There was still such an enthusiastic twinkle in Doc’s eyes, even as he was understandably that bit more stooped in appearance - already at 87 then - than I remembered whilst a young, run-around reporter getting the occasional routine soundbite from him, often at Parker’s request, while Moss was Western Province manager in their landmark-setting, golden years of 1982 to 1986 (Currie Cup winners every time).
At a time when rugby teams didn’t have a legion of behind-the-scenes assistants in varying capacities, as the more pampered pro souls do now, Moss was an almost necessarily pedantic, precise manager and he was affectionately nicknamed “Oumatjie” by many of the WP players.
He clearly treasured, and enduringly kept, his friends: the last time I ever saw him, albeit at a distance and probably around four years ago, he was lunching convivially on the terrace of the Vineyard Hotel (for so long the WP team’s “night before” base as a big home match loomed).
At his table on that sunny day, among others, were Dr Augie Cohen, long-time WP and Springbok team doctor (he died in 2014) and Gert Smal, a player during that WP heyday and nowadays director of rugby at Newlands.
You only had to have passing associations with Doc Moss to appreciate the deep humanism in him.
A particularly touching part of his memoir was his faithful presence at the hospital bedside of Chris Burger, the WP fullback who died after breaking his neck in a 1980 Currie Cup match in Bloemfontein.
“Chris was conscious and calm but his condition was slowly deteriorating. I was allowed to stay with him and I sat next to the bed holding his hand. He faced death with great courage and dignity.
“He said to me: ‘Ek ken my God. Ek is gereed om te gaan’ (I know my God, I am ready to go).
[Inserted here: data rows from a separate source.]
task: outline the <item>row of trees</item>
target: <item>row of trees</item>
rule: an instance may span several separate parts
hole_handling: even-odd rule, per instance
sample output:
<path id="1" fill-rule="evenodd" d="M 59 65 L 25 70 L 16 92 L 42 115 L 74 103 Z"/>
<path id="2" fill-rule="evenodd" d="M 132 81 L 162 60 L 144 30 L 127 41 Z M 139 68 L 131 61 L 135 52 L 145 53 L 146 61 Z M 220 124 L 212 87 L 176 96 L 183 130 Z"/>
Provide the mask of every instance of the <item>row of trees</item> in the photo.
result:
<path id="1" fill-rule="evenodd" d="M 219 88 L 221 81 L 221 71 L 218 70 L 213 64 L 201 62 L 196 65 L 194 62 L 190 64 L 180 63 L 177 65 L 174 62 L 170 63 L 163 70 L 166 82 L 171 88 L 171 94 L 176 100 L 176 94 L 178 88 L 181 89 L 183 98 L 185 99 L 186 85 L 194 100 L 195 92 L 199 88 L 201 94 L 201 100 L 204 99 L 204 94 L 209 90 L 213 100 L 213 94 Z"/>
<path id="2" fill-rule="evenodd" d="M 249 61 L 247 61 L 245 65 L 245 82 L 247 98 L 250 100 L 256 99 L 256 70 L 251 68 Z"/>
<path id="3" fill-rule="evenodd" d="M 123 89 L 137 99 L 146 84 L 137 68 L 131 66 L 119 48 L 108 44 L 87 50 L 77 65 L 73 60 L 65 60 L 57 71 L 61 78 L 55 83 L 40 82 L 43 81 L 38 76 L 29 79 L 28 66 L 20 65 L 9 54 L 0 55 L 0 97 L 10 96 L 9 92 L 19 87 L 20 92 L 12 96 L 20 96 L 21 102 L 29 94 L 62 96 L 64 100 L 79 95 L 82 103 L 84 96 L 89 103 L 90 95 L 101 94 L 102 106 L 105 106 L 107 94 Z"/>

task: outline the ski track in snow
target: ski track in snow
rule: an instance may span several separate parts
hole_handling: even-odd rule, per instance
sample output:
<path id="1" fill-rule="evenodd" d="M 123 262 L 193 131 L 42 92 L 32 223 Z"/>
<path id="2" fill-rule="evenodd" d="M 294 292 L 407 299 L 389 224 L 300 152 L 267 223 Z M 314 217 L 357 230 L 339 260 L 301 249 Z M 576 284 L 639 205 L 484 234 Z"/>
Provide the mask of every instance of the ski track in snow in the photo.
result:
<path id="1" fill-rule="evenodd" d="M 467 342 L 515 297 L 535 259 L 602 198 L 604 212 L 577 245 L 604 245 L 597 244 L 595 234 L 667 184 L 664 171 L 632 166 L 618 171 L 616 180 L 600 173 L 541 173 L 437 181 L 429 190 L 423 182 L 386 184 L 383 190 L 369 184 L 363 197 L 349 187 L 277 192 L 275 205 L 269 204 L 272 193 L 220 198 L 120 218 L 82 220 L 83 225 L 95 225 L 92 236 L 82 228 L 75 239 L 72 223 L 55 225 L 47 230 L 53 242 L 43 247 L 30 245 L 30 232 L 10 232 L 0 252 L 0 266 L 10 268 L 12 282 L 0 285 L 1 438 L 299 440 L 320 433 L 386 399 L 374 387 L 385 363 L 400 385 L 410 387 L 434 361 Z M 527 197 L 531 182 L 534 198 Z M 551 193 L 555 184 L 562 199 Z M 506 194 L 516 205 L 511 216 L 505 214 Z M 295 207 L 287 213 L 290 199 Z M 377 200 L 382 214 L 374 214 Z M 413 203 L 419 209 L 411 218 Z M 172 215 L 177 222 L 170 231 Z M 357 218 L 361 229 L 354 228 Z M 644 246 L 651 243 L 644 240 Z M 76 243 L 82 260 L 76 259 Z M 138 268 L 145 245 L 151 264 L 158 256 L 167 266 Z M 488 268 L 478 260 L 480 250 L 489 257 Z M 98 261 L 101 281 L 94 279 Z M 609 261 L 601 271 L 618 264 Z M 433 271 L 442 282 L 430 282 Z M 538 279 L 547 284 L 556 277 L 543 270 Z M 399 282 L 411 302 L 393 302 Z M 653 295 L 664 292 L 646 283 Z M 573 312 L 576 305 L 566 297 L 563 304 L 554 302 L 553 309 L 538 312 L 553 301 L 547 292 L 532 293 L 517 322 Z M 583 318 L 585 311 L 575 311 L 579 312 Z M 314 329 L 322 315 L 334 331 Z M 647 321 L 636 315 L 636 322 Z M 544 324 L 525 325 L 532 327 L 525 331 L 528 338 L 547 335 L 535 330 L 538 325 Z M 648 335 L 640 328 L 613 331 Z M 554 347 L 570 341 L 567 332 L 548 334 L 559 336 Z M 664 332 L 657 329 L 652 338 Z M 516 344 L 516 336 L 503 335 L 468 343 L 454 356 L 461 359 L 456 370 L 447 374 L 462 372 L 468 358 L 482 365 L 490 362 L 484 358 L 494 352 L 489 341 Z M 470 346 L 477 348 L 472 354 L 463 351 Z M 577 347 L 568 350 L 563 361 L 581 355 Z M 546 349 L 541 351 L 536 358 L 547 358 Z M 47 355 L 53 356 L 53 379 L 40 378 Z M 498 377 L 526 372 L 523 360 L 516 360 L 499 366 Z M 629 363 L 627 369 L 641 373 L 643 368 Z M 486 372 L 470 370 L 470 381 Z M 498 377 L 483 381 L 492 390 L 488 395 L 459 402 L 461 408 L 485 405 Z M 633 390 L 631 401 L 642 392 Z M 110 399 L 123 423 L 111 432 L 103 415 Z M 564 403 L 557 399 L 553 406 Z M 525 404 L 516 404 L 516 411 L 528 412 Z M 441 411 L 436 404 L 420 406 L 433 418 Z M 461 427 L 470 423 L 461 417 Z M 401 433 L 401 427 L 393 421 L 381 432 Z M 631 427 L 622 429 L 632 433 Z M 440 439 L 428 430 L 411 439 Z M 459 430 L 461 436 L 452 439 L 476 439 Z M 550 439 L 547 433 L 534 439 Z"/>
He died peacefully of respiratory failure early that Sunday morning.”
Dr Moss had many decades of dealings with Dr Danie Craven, South Africa’s widely-perceived “Mr Rugby” of an era past, not least because Craven was coach of those triumphant 1949 Boks Moss represented against New Zealand.
“You are an Ikey, but I like you,” he would apparently tell Moss reasonably often, an extraordinary tribute from the ultra-loyal custodian of Stellenbosch rugby.
“Once I was in his company,” Moss wrote amusingly in his book, “and after a match he called a young Stellenbosch student into his office.
“The player had played very badly and when questioned said to Dr Craven: ‘I did my best, sir’, to which the reply came very quickly ‘Well, don’t ever do your best again’.”
Cecil Moss, whose own “best” in life was indisputably rather good, leaves his wife of well over 60 years, Jill, and children Jaime and Tessa.